Особенно крупные таймени водятся в одной из главных рек Сахалина — Тыми. Я неоднократно слышал от тамошних рыболовов рассказ, за достоверность которого не могу поручиться, об одном беспечном рыболове, который забросил своего «мыша» в Тымь и, чтобы не тратить зря время, обвязавшись лесой- бечевой, преспокойно уснул. Тело бедняги нашли через несколько дней в устье Тыми. На «мыша» попался здоровенный таймень, который стащил спящего в воду и все эти дни таскал его тело на бечеве по реке. Говорят, будто вес того хищника превышал тридцать килограммов.

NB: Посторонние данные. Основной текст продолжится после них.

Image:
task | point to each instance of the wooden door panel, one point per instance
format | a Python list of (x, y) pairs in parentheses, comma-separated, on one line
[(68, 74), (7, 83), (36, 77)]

Самый крупный таймень, которого мне посчастливилось поймать на Сахалине, был около двадцати килограммов и длиной более полутора метров. В тот год мы работали на севере острова в бассейне реки Вал, в местах совершенно ненаселенных и бедных дичью, так что такой приварок к рациону отряда был весьма кстати. И еще одно, совершенно неожиданное, применение получила моя добыча. У меня в первом же маршруте раскрошилась подошва сапога — то ли он «пережарился» у костра, то ли был фабричный брак, но положение создалось, критическое. Попытки обвязывать подошву брезентом ни к чему не привели. Багульник и стелющиеся кустарники быстро рвали материю, а нога оставалась босой. И вот я решил испробовать для подошвы шкуру тайменя. Опыт удался блестяще. Толстая тайменья кожа, прикрепленная медной проволокой к остатку подошвы, выдержала целый маршрутный день! Вечером, правда, пришлось заняться «холодным ремонтом» — сменить перетершуюся проволоку. И так почти месяц меня выручала рыбья кожа.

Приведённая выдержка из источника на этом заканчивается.